La mia domanda è stata inevitabile: “
quando la maestra ti ha chiesto se l’avevi fatto veramente, cosa hai risposto?”
Lui: “Si, maestra, è vero, l’ho
fatto, non so prechè…”
Ho atteso che terminasse il racconto.
Dopo essersi preso il più grande
cazziatone dei primi suoi 7 anni di vita, la maestra l’ho ha accompagnato a
chiedere scusa al bambino che si era ricevuto lo sputo sulla testa e alla maestra
di quel bambino a nome della sua scuola.
Mi sono presa qualche secondo prima
di parlare, poi gli ho detto:
“Amore, quello che hai fatto è molto
grave, ma ho apprezzato il fatto che di fronte ad una domanda diretta della tua
maestra, hai ammesso la colpa, pur sapendo che non ti aveva visto farlo e che
quindi avresti potuto mentire. In quel momento ti sei assunto la responsabilità
del tuo gesto. Questo atteggiamento ti avantaggia nella punizione che sto per
darti. Se dovessi giudicare solo ciò che hai fatto, ti vieterei di guardare la
televisione per un mese, ma considerata l’onestà che hai dimostrato, la
punizione si riduce ad una settimana. Non basta però….
Con quella stupidaggine decisa in un
secondo, senza pensare, hai innescato un meccanismo molto più potente e grave.
A causa di quel gesto hai messo in imbarazzo te stesso, i tuoi genitori, la tua
maestra e la tua scuola. Il rischio è che tu possa essere bollato per i
prossimi anni come un bambino maleducato.

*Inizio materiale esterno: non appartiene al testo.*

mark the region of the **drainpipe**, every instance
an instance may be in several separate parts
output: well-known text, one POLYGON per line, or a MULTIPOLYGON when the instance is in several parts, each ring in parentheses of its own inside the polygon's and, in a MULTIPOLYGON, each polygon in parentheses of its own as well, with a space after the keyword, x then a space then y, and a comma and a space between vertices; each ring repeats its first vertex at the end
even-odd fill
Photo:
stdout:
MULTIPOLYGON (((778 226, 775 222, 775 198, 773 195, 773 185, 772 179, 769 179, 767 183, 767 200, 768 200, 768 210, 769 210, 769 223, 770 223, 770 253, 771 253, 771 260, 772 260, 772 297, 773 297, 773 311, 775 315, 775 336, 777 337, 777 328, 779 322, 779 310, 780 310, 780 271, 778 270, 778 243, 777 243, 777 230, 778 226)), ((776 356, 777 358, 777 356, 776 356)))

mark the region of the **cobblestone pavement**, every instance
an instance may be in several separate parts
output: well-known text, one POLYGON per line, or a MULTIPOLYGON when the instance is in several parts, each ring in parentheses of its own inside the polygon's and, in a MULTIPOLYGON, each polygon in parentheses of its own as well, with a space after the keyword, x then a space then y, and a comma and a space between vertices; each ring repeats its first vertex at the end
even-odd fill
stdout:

Ormai quel che è fatto è fatto, ma se
vuoi il mio consiglio, fossi in te, domani, andrei a parlare con la maestra e
gli chiederei ufficialmente scusa spiegandole che hai analizzato la situazione
con i tuoi genitori e che ti è chiara la gravità di ciò che hai fatto e che,
ovviamente, non lo farai mai più. E non intendo, che non sputerai mai più in
testa a nessuno, intendo che ti impegnerai per non mettere mai più in imbarazzo:
te stesso, i tuoi genitori, i tuoi insegnanti ecc. Non sei obbligato, sia
chiaro. Non sono io che ti obbligo. Pensaci e scegli di fare ciò che ritieni
più giusto.”
Olli ha fatto un lungo sospiro ed è
andato in cameretta.
Il giorno dopo, quando mio figlio è
tornato da scuola, con mia grande, grandissima soddisfazione, mi ha detto: “mamma
ci ho pensato tanto ieri seri e anche questa mattina e alla fine ho deciso di
parlare alla maestra. Le ho chiesto scusa e le ho detto che mi impegnerò per
essere sempre educato!”
E la maestra cosa ti ha detto: “Bene
Olli, sono proprio contenta che sei venuto a parlarmi!”
E ora tu come ti senti: “Bene, mamma,
mi sento più leggero… grazie per il consiglio!”
Di episodi come questi, dove i miei
figli hanno sbagliato, ma hanno saputo affrontare la situazione con
responsabilità e maturità ne avrei tantissimi da raccontare. E molti altri,
invece, in cui hanno saputo fare la scelta giusta e non sbagliare.
Ma tutti gli sbagli, tutte le
punizione, tutte le conseguenze, tutti i consigli, tutte le scelte, giuste o
meno, non sono altro che tanti elementi di una vita che devo insegnargli a
vivere. E’ il mio compito, è il mio lavoro, è la mia missione.
Cadendo si impara a cadere, sbagliando
si impara a vivere, scegliendo si impara a scegliere.